Ein Spiel im Zeichen der Zahl 4. D ist ja auch der 4. Buchstabe des Alphabets und so war es nach dem Monster-Comeback mit 4 Toren im Mitteldrittel und dem DD-typischen Stand von 4:4 natürlich auch unserem Spieler der Saison mit der Nummer 4 vorbehalten, den Lucky Punch zu setzen und uns zum ersten Auswärtssieg des Jahres 2020 zu schießen. Perfektes Timing. Dieser Sieg bringt uns das erste 6-Punkte-Wochenende seit dem 1. Dezember 2019 und das überhaupt erst zweite der laufenden Spielzeit. Wir leben. Unter dem größten Druck und den größten, sicherlich teils selbst verschuldeten Widrigkeiten hat diese Mannschaft geliefert und wenn wir nun am Ende noch den direkten Klassenerhalt feiern und in die Playoffs einziehen, fragt keiner mehr, warum wir erstmals in unserer Zweitligageschichte die Schallmauer von 200 Gegentoren durchbrochen haben.

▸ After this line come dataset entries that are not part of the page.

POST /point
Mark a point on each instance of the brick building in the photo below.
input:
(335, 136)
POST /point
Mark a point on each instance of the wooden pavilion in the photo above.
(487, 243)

Fazit: Nach dem Sieg der Cleverness, gab es heute den Sieg der Moral und wir haben 6 Punkte im Sack, die wir, wenn wir mal ehrlich sind, kaum erwarten konnten. Vor drei Stunden haben sicher die ersten Super-Pessimisten schon die Auswärtsfahrten in der Oberliga geplant und nun sind wir plötzlich vor allem auch dank dem heute wirklich starken und fehlerfreien Helenius und dem wiedererstarkten Lamoureux als Lenker wieder 4 Punkte vor der Todeszone und punktgleich mit dem Achten. Wir wissen, dass wir defensiv ein arges Problem haben. Aber wir wissen auch, dass wir die offensiv wohl talentierteste Eislöwen-Mannschaft aller Zeiten haben, deren Moral nicht zu unterschätzen ist. Wir kassieren im Schnitt 4 Gegentore und wissen, dass wir oftmals eben mindestens 5 eigene Tore brauchen, um zu gewinnen und dieses Team hat das jetzt unter größtem Druck zweimal bewerkstelligt. Über die Saison im Ganzen können wir gerne nach dem letzten Spiel reden, wobei dort andere gefragt sind, die richtigen Schlüsse zu ziehen, aber für den Moment spüren wir einfach eine große Erleichterung, dass wir nach diesem kräftezehrenden und nervenaufreibenden Wochenende weiterhin alles in der eigenen Hand, ja die Lage gar deutlich verbessert haben und die Qualität besitzen, uns immer wieder aus solch brenzligen Situationen herauszuarbeiten.
Wir brauchen noch 3 Punkte für den sicheren Klassenerhalt und die holen wir. Gemeinsam. Voller Überzeugung.